Gemalto has provided a draft API definition for access to secure elements, which is based upon APDU messages.

In this API, we have been proposing to have the capability to manage APDU messages, together with event (e.g. a reader detecting the insertion of a new secure element, or a contactless card communicating with the browser). This is an idea we have been working on since few months now, and it is obviously open to discussion

ECMA Standards for NFC

NFC-SEC allows NFC devices to securely exchange a shared secret key for symmetric encryption of subsequent communications.
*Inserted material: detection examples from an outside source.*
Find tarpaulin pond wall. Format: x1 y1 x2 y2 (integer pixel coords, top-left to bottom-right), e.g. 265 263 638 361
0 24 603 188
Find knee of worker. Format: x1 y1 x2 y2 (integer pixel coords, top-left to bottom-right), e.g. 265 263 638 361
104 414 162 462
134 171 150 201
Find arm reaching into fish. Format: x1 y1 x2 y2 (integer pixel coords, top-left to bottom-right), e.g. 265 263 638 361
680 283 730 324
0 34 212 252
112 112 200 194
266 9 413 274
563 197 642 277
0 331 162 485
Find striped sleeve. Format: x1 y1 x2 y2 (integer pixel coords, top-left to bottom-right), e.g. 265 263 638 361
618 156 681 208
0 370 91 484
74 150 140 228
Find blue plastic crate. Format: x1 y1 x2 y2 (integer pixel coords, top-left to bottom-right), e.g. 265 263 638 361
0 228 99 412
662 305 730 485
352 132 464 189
The nature of the short range wireless communication for NFC makes man in the middle attacks very hard to implement.

Note: ISO/IEC published the ECMA 385,6 standards as ISO/IEC 13157-1 and -2 respectively.

Further information is available from ECMA TC47-M.

System-Level NFC Web APIs

These offer lower level access to NFC devices.

Some existing NFC APIs

Apart from the first two, these are all Web APIs exposed by the Web run-time to applications, and from an application developer perspective, it would be preferable if the various platforms all used the same system level NFC Web APIs.

Proposed APDU API

W3C Royalty-Free Licensing Requirements

A device supporting NFC may require the licensing of the NFC hardware, the protocol stack, and the API exposed by the operating system. However as far as is currently known, no licenses would be needed for implementing W3C NFC APIs exposed to web run-times on top of the operating system's native NFC API. As such there are no conflicts with W3C's RF licensing rules as define in the W3C PatentPolicy. This is directly analogous to implementing Web browsers on a device using a mobile connection for Internet access, where the mobile network is encumbered with patents requiring RAND licenses.

Note: See Rigo Wenning's analysis for the AC Forum.